1. Nopers unregistered

Wait for the complaints that it's biased towards iOS because the scores didn't change much whereas android scores all went down, by a large margin on the Exynos 8890 and Snapdragon 820.

15. Finalflash

Posts: 4063; Member since: Jul 23, 2013

Yea, the iGasms will be real at least for the first week or so. The SD810 and SD820 seem to be scoring lower than the SD801 and SD805 chips in Geekbench 4. This usually means there is something wrong with the benchmark rather than the processors.

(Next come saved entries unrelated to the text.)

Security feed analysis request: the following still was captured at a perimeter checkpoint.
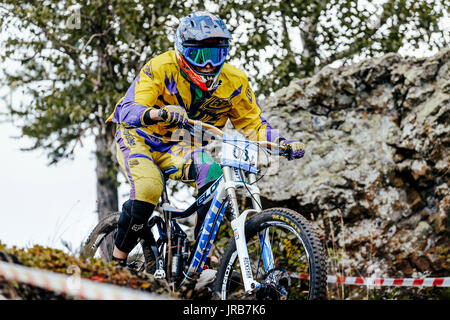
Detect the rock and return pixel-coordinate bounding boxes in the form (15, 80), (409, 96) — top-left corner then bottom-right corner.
(260, 48), (450, 276)
(414, 221), (432, 240)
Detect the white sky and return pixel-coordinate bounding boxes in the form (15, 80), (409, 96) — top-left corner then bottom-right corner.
(0, 3), (450, 255)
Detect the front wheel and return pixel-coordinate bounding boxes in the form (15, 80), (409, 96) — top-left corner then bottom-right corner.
(215, 208), (327, 300)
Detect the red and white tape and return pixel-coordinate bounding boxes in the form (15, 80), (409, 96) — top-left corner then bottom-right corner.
(291, 273), (450, 287)
(0, 261), (172, 300)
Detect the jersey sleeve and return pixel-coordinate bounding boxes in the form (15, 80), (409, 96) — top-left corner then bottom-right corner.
(229, 76), (285, 143)
(106, 60), (163, 127)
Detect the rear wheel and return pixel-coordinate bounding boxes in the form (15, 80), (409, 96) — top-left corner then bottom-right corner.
(81, 212), (156, 274)
(215, 208), (326, 300)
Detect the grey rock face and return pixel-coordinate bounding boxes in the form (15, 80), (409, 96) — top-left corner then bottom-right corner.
(260, 48), (450, 276)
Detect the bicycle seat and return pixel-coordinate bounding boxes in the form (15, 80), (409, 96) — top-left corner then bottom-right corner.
(161, 166), (178, 181)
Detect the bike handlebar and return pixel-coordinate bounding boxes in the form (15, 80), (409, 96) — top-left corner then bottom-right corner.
(187, 119), (287, 151)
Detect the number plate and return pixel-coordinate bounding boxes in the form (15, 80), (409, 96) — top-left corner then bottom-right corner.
(221, 134), (258, 173)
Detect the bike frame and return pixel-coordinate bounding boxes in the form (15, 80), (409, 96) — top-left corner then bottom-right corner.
(162, 166), (262, 291)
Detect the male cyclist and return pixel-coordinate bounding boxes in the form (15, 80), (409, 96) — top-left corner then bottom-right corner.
(107, 12), (305, 265)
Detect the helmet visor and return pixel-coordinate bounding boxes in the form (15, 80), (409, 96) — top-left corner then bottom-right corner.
(185, 47), (228, 67)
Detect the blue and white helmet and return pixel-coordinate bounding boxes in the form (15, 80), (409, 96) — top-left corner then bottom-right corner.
(174, 11), (232, 91)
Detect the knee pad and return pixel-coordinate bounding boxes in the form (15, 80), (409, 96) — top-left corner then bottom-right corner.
(114, 200), (155, 253)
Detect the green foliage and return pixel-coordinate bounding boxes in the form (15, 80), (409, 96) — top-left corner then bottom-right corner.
(0, 0), (450, 163)
(217, 0), (450, 95)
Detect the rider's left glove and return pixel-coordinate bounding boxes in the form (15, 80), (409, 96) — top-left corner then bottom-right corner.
(280, 140), (306, 160)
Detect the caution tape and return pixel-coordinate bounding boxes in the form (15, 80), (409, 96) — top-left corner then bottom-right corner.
(290, 273), (450, 287)
(0, 261), (172, 300)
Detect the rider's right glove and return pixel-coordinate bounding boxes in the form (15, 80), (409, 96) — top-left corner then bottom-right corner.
(280, 140), (306, 160)
(158, 105), (188, 127)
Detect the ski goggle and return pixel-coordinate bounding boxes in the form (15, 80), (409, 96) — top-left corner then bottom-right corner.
(184, 46), (229, 67)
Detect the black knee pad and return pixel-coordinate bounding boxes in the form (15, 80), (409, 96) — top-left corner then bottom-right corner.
(114, 200), (155, 253)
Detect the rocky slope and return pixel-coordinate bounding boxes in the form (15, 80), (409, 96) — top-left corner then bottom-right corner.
(260, 48), (450, 277)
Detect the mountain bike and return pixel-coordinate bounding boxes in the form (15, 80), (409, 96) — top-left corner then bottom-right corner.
(82, 120), (327, 300)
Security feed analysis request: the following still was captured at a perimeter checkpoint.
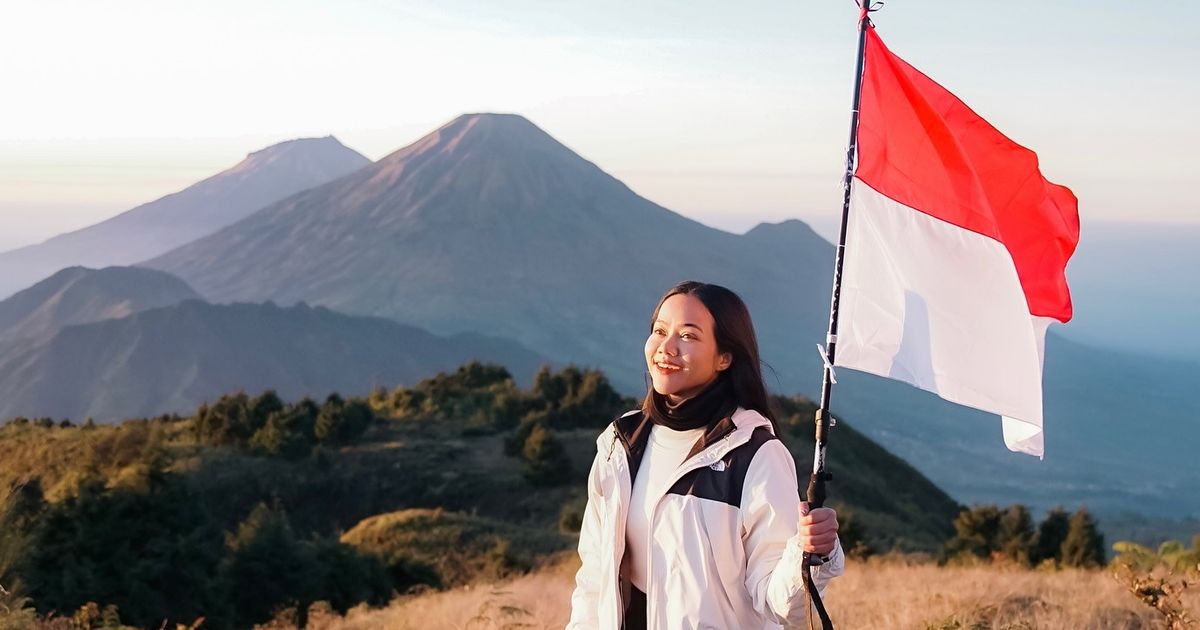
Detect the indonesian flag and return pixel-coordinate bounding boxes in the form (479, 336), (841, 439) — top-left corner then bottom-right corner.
(834, 26), (1079, 457)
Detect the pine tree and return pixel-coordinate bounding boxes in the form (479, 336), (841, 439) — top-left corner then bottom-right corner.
(521, 424), (571, 486)
(1031, 506), (1070, 564)
(1062, 508), (1104, 568)
(996, 504), (1034, 565)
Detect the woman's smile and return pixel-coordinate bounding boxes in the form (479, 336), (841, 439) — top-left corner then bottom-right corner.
(646, 293), (732, 401)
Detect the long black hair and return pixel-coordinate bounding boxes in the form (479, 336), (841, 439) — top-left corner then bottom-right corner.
(642, 280), (779, 436)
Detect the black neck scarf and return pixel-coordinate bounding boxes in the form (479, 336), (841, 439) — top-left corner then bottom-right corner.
(649, 373), (738, 431)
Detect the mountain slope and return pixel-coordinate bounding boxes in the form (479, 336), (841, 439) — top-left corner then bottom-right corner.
(146, 114), (1200, 515)
(0, 137), (370, 296)
(0, 300), (542, 420)
(0, 266), (199, 341)
(145, 114), (828, 388)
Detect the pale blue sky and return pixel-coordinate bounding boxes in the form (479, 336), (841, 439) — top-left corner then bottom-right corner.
(0, 0), (1200, 248)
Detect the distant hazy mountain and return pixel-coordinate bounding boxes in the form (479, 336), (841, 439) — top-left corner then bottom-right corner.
(0, 300), (542, 421)
(0, 266), (199, 341)
(1062, 222), (1200, 361)
(138, 114), (1200, 515)
(0, 137), (370, 298)
(145, 114), (829, 388)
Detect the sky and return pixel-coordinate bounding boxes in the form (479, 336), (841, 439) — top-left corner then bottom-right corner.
(0, 0), (1200, 250)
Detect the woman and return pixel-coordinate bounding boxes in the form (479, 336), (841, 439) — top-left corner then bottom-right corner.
(568, 282), (844, 630)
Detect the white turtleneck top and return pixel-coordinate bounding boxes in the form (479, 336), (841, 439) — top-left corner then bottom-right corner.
(623, 425), (704, 593)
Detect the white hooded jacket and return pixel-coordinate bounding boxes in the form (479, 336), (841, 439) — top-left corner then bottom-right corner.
(566, 407), (845, 630)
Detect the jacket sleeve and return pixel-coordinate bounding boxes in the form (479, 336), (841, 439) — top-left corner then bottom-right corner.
(566, 444), (601, 630)
(742, 439), (845, 624)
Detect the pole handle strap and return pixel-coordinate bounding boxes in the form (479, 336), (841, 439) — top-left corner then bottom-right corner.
(804, 564), (833, 630)
(817, 343), (838, 385)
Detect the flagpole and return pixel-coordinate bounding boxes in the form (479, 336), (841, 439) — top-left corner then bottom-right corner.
(808, 0), (871, 516)
(804, 0), (871, 630)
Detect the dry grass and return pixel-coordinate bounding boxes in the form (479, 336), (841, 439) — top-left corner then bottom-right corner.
(285, 556), (1200, 630)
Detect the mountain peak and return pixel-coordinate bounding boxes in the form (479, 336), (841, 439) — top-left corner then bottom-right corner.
(379, 113), (571, 164)
(226, 136), (370, 174)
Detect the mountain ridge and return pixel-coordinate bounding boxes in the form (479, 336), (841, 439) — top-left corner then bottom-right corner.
(0, 136), (370, 296)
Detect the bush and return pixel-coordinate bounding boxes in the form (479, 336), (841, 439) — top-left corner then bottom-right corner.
(1061, 508), (1104, 568)
(521, 422), (571, 486)
(1032, 508), (1070, 564)
(341, 509), (566, 588)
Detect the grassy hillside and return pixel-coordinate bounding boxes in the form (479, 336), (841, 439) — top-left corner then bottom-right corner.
(0, 364), (959, 628)
(272, 556), (1180, 630)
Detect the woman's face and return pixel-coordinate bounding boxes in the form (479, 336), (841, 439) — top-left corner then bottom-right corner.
(646, 293), (733, 402)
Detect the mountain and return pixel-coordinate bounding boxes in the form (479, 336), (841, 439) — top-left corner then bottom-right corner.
(0, 300), (545, 421)
(0, 266), (199, 341)
(0, 136), (370, 296)
(144, 114), (829, 388)
(138, 114), (1200, 516)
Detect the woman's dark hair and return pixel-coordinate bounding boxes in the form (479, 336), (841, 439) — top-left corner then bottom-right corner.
(642, 280), (780, 436)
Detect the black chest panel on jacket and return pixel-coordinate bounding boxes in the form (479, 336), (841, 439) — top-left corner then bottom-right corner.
(667, 426), (779, 508)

Here are the benchmarks from their own website: (single/multi averages) Z5 Compact (8 cores SD 810, 4 big 4 small) 1300/2200 Nexus 6P (8 core SD 810, 4 big 4 small) 1300/3200 (the multi scores range from 2200-4000 for the 6P) HTC 10 (4 cores SD 820, 2 big, 2 small) 1300/2500 (once again, variance on multicore is between 2300-3900) HTC M8 (8 cores, SD 805, 4 big, 4 small) 1100/2800 (variance on multi is about 2400-3000) LG Nexus 5 (4 cores SD800) 1100/2500 OnePlus One (4 cores, SD 801) 1050/2700 So yea, just from those alone, this is several degress of messed up. It is likely a problem with the benchmark rather than the chips and so they will likely fix it soon enough, with real benchmarks coming shortly after. If not, then likely the benchmark is worthless because apparently the Nexus 5 beats the Nexus 6P and other devices from last year in several instances consistently.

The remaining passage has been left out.